Paul Burton: No pictures but living in Chingford Essex. My best friend's dad went off to work in thick freezing fog on his motorcycle and sidecar. Never returned!! They found his body slumped over the motorcycle the next morning. Died of a heart attack!
Frances Light: Oh no Paul, who was That?
Paul Burton: Colin Smith's dad along Beech hall road. He was only in his forties!
Carolyn Soutar: At school. I was 9, in Hammersmith. We were sent home early. Big news.
Pat Wilson: Erm, Khartoum?! Had a pretty freezing winter 1963 in Baghdad.
Brenda Briggs: I was 15, living in Croydon Surrey. I remember having to walk to work.
Erica Pugh: At High School in Southport overlooking Royal Birkhall Golf course. Wouldn't let us play out in the snow!!
Margaret Dent: Hot bath
Derek Coles: The snow was higher than the dining room window in South Wales where I was living at the time. Had to walk to Ebbw Vale steelworks over the mountain into the next valley. Work for eight hours then walk home. Hard times.
Tricia Palin Neville: I was 13 and living in Harrow, living above a shop that we had moved into a fortnight ago. The businesses regularly kept the pavements clear and the Council cleared the roads. The result was an ever increasing wall of snow (higher than me) between road and pavement with a few gaps left for crossing. Dad lost the dog through one of these gaps when he saw a cat in the road. A car went over him, but he ran off, leaving a bloodstain in the road. Dad spent the evening tramping through the snow calling the dog but came back frozen and unsuccessful. After a couple of days, after we had all given up hope, Dad was in the kitchen when he heard whimpering. He opened the door and the dog shot indoors. He was very cold and hungry, but his wound was slight and only needed to be powdered with some stuff from the vet. We were baffled how he found his way back. In our fortnight in our new flat, we had never climbed the steep iron steps at the back as they were icy and treacherous, and yet the dog had found his way up there to the back door.
Jacqui Edwards: In my mother's tummy ;) x
Janette Christine Davies: Just left school and started first job, but I did go every day. Got the 8 0'clock bus and arrived about quarter to ten!!

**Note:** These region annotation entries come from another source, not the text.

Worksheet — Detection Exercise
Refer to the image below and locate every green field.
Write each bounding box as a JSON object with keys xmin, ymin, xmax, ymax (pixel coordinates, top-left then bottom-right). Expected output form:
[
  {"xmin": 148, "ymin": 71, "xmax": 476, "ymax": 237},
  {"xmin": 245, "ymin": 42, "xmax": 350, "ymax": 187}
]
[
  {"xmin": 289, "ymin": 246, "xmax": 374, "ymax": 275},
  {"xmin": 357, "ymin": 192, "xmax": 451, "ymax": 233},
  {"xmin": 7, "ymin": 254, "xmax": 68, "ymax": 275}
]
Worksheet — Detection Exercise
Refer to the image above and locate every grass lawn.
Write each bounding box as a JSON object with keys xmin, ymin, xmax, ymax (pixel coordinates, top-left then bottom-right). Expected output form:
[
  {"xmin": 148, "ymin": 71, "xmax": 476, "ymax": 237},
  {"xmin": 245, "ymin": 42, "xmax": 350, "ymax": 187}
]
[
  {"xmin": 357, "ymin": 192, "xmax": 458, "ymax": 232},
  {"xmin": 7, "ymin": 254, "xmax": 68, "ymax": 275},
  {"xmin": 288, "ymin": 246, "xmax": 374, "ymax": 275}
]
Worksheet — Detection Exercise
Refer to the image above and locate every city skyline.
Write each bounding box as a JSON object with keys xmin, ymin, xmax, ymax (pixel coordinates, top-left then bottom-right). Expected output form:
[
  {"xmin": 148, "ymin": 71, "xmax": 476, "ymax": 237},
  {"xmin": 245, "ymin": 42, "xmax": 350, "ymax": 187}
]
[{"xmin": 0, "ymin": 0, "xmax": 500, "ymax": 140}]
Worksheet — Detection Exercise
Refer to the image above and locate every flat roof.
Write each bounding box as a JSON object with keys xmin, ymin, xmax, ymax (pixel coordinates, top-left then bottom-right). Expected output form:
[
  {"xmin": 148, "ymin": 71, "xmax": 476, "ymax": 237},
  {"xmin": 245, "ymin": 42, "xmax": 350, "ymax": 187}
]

Sheila Khan: Don't remember much. I was 16 and all I can remember is a lot of snow.
Rosemary Ann Smith: I was home for Christmas in Exmouth, and couldn't get back to Bristol where I worked, as the railway lines were piled with snow! Remember it well.
Patricia Humm: Just married and living in London it was awful. Not only did we have snow and frozen pipes we had fractured gas mains and pea soup fogs.
Brenda Smith: Not long started work and got told off for wearing trousers! I explained it was freezing in the basement as we had no heater and the supervisor asked if I would like one of hers as she had two and I said yes please and walked off with It! When I got down to my office my immediate boss told me off for being cheeky and taking the heater. He said the supervisor was being sarcastic when she asked the question! I nearly got sacked over it but never wore trousers again!! 🙄🤣🤣
So as I type this, the forecast is for stormy conditions and threat of snow. Will the big freeze of 1962/3 be repeated?